2022 AE_{1}

Discovery
- Discovered by: Mount Lemmon Survey
- Discovery site: Mount Lemmon Obs.
- Discovery date: 6 January 2022

Designations
- Minor planet category: NEO; Apollo;

Orbital characteristics
- Epoch 2025-Nov-21 (JD 2461000.5)
- Uncertainty parameter 0
- Observation arc: 542 days (1.48 years)
- Aphelion: 2.2723 AU (Q)
- Perihelion: 0.6675 AU (q)
- Semi-major axis: 1.4699 AU (a)
- Eccentricity: 0.5459 (e)
- Orbital period (sidereal): 1.7821 years
- Mean anomaly: 93.344° (M)
- Inclination: 6.2985° (i)
- Longitude of ascending node: 102.18° (Ω)
- Time of perihelion: 2025 June 5
- Argument of perihelion: 268.38° (ω)
- Earth MOID: 0.000354 AU (53.0 thousand km)
- Jupiter MOID: 3.2003 AU (478.76 million km)

Physical characteristics
- Mean diameter: ~70 m (200 ft); 54–120 meters;
- Absolute magnitude (H): 23.49

= 2022 AE1 =

Near-Earth asteroid for 2023

' is a Tunguska event-sized asteroid, classified as a near-Earth object of the Apollo group, approximately 70 m in diameter. It was discovered by the Mount Lemmon Survey on 6 January 2022, when it was 0.09 AU from Earth. On 9 January 2022 with an observation arc of 3 days, it was rated with a Torino scale of 1 for a virtual impactor on 4 July 2023 16:28 UTC. Nominal approach is expected to occur 1 July 2023 01:13 ± 1 day. With a Palermo scale rating of as high as –0.66 at the European Space Agency on 11 January 2022, the odds of impact peaked at about 4.6 times less than the background hazard level. NEODyS was the first risk-page to drop to Torino scale 0 on 12 January 2022 followed by ESA on 13 January 2022, but by January 14 both returned to Torino scale 1. On 14 January 2022 the waxing gibbous moon was as little as 3 degrees from the asteroid delaying observations of the asteroid from January 12–19. On 20 January 2022 with a 16-day observation arc, using JPL #11 the Sentry Risk Table dropped the asteroid to Torino scale 0 and then later that day JPL #12 resulted in it being removed from the risk table.
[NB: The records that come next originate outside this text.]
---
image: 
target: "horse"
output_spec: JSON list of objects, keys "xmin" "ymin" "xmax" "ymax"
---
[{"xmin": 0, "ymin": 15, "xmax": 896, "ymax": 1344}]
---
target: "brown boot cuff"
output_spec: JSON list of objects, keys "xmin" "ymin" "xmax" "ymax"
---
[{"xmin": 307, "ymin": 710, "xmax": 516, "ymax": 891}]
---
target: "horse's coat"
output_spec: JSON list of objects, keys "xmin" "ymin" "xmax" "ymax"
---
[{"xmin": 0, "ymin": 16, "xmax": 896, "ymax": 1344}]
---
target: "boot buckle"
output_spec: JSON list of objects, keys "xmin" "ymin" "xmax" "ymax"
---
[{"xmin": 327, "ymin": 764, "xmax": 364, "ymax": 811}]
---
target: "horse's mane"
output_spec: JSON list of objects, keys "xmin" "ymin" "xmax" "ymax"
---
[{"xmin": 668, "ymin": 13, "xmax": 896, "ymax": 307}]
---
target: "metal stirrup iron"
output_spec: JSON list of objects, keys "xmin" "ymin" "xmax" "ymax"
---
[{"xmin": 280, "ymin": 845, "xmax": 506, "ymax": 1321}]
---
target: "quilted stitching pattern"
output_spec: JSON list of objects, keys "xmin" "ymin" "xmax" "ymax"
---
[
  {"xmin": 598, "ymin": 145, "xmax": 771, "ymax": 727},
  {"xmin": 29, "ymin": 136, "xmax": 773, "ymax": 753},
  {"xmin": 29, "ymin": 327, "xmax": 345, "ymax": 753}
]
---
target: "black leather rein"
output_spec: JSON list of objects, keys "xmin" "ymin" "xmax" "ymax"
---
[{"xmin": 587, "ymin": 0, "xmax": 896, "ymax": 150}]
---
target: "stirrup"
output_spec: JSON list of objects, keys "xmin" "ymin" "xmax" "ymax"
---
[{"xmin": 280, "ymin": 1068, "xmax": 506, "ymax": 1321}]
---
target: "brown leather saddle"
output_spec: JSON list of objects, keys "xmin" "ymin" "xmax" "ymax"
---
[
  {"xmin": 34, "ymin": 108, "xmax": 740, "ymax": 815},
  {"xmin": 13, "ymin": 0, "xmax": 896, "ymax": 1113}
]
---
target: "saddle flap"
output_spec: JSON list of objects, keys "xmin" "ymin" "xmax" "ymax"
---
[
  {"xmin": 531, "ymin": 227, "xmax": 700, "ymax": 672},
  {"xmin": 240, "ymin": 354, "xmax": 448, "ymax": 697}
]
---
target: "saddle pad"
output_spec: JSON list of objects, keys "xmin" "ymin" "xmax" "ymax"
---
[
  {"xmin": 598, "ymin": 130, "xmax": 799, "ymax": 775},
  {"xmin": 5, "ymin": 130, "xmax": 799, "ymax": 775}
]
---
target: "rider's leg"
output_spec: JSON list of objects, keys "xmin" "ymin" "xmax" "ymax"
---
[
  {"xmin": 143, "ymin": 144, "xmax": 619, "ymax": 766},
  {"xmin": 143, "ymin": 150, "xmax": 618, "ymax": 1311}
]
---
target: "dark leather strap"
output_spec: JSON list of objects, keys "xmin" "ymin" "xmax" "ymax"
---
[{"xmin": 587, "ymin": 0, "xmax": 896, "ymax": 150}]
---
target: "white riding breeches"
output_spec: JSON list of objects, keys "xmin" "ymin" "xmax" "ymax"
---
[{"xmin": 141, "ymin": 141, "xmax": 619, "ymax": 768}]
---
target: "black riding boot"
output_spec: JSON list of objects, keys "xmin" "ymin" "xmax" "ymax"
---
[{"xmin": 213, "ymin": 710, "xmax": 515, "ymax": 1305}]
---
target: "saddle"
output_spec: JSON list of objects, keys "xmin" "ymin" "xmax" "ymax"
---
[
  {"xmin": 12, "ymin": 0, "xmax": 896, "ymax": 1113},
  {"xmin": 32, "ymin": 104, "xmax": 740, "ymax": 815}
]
2022 AE1 nominal approach for 4 July 2023 virtual impactor
| Observation arc (in days) | JPL Horizons nominal geocentric distance (AU) | uncertainty region (3-sigma) | Impact probability (1 in) | Torino scale |
|---|---|---|---|---|
| 2.9 | 0.024 AU (3.6 million km) | ± 38 million km | 2900 | 1 |
| 5.9 | 0.043 AU (6.4 million km) | ± 31 million km | 1800 | 1 |
| 7.1 | 0.043 AU (6.4 million km) | ± 22 million km | 1500 | 1 |
| 7.9 | 0.066 AU (9.9 million km) | ± 20 million km | 2800 | 1 |
| 8.1 | 0.039 AU (5.8 million km) | ± 12 million km | 1700 | 1 |
| 16.1 | 0.053 AU (7.9 million km) | ± 7 million km | 71000 | 0 |
| 16.1 (JPL #12) | 0.059 AU (8.8 million km) | ± 5 million km | 0 | 0 |
| 20 | 0.072 AU (10.8 million km) | ± 4 million km | 0 | 0 |

2022 AE_{1} 2023 Earth/Moon approach JPL #15 (20-day arc) Uncertainty: ± 1 day and ± 3.5 million km
| Date & Time | Approach to | Nominal distance |
|---|---|---|
| 2023-Jul-01 01:13 ± 1 day | Earth | 9246404 km |
| 2023-Jul-01 03:44 | Moon | 9463958 km |

It came to perihelion (closest approach to the Sun) on 10 November 2021, and then approached Earth from the direction of the Sun making closest Earth approach on 31 December 2021 at distance of about 10 million km.